Hilarious and Excellent, Regardless of Your Gender, HBO’s Landmark Comedy Changed the Landscape of TV Comedy

Network television pretty much ruled the world from the inception of the TV until the late ‘90s. What happened in the late ‘90s? HBO showed up. Specifically, two HBO shows showed up – one that would redefine TV drama, and another that would redefine TV comedy. 

 

The drama game-changer was a little show about a mob boss balancing his family with his criminal responsibilities, called “The Sopranos.” And the comedy game-changer? That would be a little show about four gal pals navigating relationships in New York City, called “Sex and the City,” which I, only just now, twenty freaking years later, had the pleasure of watching from beginning to end, and now can justly and properly hail as one of the best comedies in TV history. 

 

Granted, it’s not perfect – the first season has a really dreadful mockumentary, fourth-wall breaking approach that, thankfully, they ditch five or six episodes in.
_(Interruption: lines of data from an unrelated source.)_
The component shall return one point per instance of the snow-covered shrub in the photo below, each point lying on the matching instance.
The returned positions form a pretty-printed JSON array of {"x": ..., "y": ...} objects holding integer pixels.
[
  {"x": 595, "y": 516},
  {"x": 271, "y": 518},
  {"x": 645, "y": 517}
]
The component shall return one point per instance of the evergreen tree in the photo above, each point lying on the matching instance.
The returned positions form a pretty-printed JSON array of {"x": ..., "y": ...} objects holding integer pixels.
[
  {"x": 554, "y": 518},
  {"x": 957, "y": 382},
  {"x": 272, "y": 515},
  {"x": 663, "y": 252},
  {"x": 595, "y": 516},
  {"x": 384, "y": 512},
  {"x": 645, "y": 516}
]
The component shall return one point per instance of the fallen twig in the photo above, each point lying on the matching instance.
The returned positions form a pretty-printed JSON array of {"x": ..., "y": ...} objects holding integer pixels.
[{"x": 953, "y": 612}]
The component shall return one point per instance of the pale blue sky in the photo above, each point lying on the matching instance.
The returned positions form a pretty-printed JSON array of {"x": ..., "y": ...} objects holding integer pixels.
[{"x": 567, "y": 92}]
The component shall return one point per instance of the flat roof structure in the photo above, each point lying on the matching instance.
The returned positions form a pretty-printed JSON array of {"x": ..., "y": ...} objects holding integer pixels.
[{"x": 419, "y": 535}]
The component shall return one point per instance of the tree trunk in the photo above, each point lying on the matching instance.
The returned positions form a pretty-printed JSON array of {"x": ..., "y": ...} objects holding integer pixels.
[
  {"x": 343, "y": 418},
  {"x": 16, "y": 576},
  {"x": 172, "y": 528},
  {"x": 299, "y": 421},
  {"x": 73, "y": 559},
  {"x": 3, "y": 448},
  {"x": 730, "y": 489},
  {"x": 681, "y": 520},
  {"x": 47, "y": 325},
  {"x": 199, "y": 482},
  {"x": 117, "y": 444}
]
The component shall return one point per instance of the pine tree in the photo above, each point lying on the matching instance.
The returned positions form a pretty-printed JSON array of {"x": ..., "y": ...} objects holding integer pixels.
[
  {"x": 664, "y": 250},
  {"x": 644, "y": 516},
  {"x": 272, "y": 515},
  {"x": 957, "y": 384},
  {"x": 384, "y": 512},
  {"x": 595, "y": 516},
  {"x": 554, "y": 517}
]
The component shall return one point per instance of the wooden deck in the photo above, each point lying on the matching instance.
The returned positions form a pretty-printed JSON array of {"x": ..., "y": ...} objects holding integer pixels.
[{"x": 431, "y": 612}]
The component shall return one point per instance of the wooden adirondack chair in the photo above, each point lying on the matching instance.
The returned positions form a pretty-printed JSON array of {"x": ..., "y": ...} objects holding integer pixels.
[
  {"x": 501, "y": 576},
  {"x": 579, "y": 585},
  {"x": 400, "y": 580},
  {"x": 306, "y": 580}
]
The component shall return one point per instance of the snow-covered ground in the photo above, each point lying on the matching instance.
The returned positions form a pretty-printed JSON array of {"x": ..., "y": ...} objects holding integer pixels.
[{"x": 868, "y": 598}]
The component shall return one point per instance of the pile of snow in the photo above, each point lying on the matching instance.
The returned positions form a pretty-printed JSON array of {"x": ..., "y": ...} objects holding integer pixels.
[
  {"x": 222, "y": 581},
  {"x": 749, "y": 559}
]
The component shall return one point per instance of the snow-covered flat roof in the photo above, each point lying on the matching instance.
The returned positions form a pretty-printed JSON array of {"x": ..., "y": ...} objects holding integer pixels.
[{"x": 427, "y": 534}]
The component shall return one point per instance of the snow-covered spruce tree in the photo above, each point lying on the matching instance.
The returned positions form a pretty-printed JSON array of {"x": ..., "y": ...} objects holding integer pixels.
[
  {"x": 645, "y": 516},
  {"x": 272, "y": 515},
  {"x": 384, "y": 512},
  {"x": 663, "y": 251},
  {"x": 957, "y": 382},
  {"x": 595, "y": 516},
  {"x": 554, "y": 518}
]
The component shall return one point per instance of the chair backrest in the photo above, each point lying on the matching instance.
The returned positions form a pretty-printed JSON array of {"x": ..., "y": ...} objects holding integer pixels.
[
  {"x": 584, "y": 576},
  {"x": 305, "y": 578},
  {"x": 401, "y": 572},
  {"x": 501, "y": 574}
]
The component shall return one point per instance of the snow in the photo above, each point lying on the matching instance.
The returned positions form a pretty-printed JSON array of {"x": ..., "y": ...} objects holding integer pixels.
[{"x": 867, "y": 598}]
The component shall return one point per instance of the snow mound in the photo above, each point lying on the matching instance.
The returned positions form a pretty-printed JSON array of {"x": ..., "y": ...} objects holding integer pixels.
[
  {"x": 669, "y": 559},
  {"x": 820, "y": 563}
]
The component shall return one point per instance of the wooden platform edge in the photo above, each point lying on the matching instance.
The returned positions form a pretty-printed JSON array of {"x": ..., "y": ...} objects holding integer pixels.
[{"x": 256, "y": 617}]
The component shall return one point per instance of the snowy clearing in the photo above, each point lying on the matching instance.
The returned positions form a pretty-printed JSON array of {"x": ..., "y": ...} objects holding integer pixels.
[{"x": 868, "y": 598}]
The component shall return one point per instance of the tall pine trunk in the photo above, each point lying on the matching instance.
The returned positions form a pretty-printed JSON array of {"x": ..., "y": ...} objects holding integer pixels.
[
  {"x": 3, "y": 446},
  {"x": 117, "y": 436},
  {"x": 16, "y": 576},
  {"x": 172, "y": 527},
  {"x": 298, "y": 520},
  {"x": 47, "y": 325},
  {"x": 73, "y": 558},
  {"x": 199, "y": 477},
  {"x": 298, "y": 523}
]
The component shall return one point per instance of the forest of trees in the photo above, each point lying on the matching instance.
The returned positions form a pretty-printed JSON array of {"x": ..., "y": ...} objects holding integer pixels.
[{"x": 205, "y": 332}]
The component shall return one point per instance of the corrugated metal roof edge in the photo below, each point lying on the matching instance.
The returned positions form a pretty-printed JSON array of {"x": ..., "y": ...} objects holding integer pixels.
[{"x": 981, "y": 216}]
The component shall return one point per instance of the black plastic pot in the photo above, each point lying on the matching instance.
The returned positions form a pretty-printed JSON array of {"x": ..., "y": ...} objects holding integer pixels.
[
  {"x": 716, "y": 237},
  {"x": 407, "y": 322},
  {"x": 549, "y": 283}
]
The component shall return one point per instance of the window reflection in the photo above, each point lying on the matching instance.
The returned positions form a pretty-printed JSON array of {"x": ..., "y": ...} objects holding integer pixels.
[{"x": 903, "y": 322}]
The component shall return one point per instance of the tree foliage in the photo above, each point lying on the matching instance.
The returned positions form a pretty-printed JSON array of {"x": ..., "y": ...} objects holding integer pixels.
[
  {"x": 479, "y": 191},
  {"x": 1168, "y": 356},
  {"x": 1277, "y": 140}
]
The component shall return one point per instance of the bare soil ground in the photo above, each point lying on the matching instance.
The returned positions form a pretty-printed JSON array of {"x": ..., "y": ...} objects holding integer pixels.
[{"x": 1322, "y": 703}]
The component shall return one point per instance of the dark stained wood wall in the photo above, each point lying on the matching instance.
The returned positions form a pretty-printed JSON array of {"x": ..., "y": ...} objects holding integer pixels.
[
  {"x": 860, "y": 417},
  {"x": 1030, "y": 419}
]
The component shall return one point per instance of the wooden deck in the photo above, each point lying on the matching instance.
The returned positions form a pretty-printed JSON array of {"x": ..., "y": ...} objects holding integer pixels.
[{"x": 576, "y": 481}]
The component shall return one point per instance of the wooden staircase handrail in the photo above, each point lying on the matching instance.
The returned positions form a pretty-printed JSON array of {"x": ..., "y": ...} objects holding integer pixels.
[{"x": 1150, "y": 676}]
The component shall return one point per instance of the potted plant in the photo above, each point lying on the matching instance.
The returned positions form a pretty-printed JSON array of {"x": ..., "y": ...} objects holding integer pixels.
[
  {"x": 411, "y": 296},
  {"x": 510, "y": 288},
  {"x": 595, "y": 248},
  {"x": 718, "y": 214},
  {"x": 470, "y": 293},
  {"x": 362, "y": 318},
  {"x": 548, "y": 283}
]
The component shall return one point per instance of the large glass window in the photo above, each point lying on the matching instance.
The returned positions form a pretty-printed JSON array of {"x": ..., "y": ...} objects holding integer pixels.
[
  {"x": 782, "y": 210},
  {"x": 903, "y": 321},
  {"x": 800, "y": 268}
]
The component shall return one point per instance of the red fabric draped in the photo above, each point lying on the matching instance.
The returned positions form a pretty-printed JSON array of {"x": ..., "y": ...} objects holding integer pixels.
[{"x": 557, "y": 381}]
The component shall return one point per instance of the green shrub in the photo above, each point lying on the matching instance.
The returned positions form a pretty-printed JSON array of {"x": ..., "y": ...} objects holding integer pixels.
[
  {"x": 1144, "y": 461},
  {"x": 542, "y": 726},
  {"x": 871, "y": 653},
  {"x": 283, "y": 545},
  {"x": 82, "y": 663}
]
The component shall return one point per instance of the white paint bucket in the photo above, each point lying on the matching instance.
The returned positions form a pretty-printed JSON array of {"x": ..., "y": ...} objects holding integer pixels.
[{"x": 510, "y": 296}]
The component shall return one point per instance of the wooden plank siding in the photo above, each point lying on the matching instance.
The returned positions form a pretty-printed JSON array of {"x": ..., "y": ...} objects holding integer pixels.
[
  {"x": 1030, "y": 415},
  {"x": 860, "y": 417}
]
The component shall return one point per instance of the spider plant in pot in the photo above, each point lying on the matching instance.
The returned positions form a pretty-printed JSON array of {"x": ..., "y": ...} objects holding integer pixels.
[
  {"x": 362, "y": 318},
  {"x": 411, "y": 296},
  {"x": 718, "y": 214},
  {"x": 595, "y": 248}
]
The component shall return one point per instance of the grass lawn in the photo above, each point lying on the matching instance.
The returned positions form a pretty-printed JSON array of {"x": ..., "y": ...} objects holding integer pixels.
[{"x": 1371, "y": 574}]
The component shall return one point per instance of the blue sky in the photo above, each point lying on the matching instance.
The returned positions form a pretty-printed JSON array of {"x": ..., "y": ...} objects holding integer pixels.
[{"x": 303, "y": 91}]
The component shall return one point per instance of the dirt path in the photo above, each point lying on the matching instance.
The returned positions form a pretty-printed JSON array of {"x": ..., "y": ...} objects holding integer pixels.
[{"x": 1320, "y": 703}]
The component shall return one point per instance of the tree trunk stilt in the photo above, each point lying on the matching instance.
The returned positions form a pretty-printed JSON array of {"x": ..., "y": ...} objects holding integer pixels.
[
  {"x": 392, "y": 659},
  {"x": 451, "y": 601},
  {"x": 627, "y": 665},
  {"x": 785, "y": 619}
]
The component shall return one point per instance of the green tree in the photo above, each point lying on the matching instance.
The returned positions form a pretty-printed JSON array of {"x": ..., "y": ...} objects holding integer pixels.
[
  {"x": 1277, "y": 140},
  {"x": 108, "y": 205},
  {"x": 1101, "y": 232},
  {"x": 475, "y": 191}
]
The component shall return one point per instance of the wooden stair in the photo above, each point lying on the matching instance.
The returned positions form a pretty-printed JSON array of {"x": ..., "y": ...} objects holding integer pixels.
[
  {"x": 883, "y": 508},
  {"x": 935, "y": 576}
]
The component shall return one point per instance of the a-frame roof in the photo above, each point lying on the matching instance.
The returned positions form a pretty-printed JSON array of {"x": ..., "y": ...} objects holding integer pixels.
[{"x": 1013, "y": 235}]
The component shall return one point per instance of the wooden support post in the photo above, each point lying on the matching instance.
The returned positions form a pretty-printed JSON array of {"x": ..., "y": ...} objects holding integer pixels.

There’s also a pretty stunted penultimate season, where Sarah Jessica Parker essentially demanded a short season because of her being pregnant, resulting in an awkward run of episodes that feels out of place. 

 

But the rest of the show’s run is awesome, centering on four characters who are extremely well-fleshed out, complex, and impeccably cast – the charismatic Carrie Bradshaw (SJP), romantic Charlotte York (Kristen Davis), cynical Miranda Hobbes (a killer Cynthia Nixon) and, in legitimately one of the great sitcom roles and characters of ALL TIME, sex-positive and flippantly independent Samantha Jones, played with magnificent gusto by Kim Catrall, who should have won like 7 Emmys. 

 

And while these characters are known for their niches, some praise definitely needs to be given for their realism. “Sex and the City” has a really cool ability to have these characters arguing with each other, or with the parade of men they interact with, and have both sides be just in their argument and both sides also be wrong. The show overall handles relationships, drama, and friendships in an authentic way, let alone a comedic way, that makes it so much more than the “show for girls” reputation that it seems to have, and, whatever gender you assign to yourself, just a bona fide great show and a total classic. 

 

The modern expanse of premium channel/streaming service comedy, in all its raunchiness and daring and realism, owes a lot to “Sex and the City,” just like the landscape of TV drama owes to “The Sopranos.” To quote Samantha Jones, it’s fabulous.